La consacrazione definitiva arriva nel 2000 con La tigre e il dragone di Ang Lee, che amplifica ulteriormente il suo profilo internazionale e la posiziona tra le interpreti più versatili del cinema mondiale. Nel 2023 ottiene il premio più significativo della sua carriera: l’Oscar come miglior attrice protagonista per Everything Everywhere All At Once, diventando la prima attrice asiatica a conquistare la statuetta in questa categoria. Un traguardo storico che rafforza il valore culturale del suo percorso. In attesa dell’appuntamento berlinese, Yeoh tornerà sul grande schermo nei prossimi giorni con Wicked: For Good di Jon M. Chu, dove interpreta Madame Morrible.

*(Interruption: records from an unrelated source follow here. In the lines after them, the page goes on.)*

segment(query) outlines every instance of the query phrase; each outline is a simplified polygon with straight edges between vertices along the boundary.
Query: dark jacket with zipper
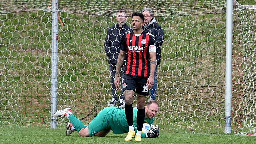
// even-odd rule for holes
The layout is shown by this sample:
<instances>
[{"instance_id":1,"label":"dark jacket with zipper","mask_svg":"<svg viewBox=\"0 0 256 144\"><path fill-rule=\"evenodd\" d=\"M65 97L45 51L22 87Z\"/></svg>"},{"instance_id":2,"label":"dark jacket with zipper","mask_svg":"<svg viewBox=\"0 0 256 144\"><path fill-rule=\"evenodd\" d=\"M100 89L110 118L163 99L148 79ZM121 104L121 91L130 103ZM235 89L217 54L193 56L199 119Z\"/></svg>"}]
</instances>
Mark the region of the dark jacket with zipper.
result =
<instances>
[{"instance_id":1,"label":"dark jacket with zipper","mask_svg":"<svg viewBox=\"0 0 256 144\"><path fill-rule=\"evenodd\" d=\"M160 64L161 62L161 49L160 47L164 42L164 32L162 27L157 24L155 18L153 18L147 26L143 26L143 30L155 36L156 40L156 63Z\"/></svg>"},{"instance_id":2,"label":"dark jacket with zipper","mask_svg":"<svg viewBox=\"0 0 256 144\"><path fill-rule=\"evenodd\" d=\"M117 23L109 28L105 39L105 51L108 58L108 63L114 66L116 65L117 57L120 52L120 41L123 34L132 30L126 23L120 29ZM124 60L126 59L126 56Z\"/></svg>"}]
</instances>

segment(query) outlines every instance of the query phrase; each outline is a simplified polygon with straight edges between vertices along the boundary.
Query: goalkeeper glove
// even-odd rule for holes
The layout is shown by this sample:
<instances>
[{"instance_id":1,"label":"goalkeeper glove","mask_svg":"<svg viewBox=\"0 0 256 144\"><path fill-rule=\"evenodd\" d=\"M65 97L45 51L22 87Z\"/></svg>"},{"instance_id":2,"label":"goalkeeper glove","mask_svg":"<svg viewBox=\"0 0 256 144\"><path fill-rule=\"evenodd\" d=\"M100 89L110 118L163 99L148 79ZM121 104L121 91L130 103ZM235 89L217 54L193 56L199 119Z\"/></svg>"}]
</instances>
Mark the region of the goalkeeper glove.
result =
<instances>
[{"instance_id":1,"label":"goalkeeper glove","mask_svg":"<svg viewBox=\"0 0 256 144\"><path fill-rule=\"evenodd\" d=\"M158 126L156 125L153 126L149 130L149 132L147 133L146 137L148 138L155 138L159 135L159 128Z\"/></svg>"}]
</instances>

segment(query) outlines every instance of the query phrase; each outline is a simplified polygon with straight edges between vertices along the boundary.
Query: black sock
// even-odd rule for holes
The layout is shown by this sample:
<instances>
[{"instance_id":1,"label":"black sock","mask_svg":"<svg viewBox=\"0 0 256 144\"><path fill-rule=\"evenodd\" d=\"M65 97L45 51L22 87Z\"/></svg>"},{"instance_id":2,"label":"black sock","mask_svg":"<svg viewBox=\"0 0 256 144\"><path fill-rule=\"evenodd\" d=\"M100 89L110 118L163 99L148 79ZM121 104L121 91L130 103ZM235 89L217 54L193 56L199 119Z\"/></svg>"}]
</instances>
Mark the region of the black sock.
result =
<instances>
[{"instance_id":1,"label":"black sock","mask_svg":"<svg viewBox=\"0 0 256 144\"><path fill-rule=\"evenodd\" d=\"M143 109L138 109L137 113L137 130L142 130L143 124L144 123L144 118L145 118L145 108Z\"/></svg>"},{"instance_id":2,"label":"black sock","mask_svg":"<svg viewBox=\"0 0 256 144\"><path fill-rule=\"evenodd\" d=\"M125 115L126 116L126 120L128 125L132 126L133 124L132 122L132 115L133 114L132 104L130 105L125 104L124 105L124 111L125 112Z\"/></svg>"}]
</instances>

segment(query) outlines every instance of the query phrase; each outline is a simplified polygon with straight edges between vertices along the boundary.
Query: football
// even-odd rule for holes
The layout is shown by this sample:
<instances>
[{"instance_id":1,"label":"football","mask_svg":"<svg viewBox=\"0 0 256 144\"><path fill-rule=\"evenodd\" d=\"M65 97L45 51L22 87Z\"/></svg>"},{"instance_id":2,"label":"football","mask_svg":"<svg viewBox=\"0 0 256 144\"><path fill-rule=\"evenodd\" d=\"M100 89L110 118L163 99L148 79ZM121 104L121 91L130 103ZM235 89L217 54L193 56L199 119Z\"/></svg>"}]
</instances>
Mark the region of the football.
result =
<instances>
[{"instance_id":1,"label":"football","mask_svg":"<svg viewBox=\"0 0 256 144\"><path fill-rule=\"evenodd\" d=\"M149 129L150 129L150 125L147 123L144 123L142 127L142 133L148 133L149 132Z\"/></svg>"}]
</instances>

La sua relazione con il festival tedesco non è nuova: nel 1999 aveva già fatto parte della giuria internazionale. «Berlino ha sempre occupato un posto speciale nel mio cuore. È stato uno dei primi festival ad accogliere il mio lavoro con così tanto calore e generosità – ha dichiarato l’attrice – Tornare dopo tutti questi anni, con un riconoscimento del mio percorso nel cinema, è davvero significativo».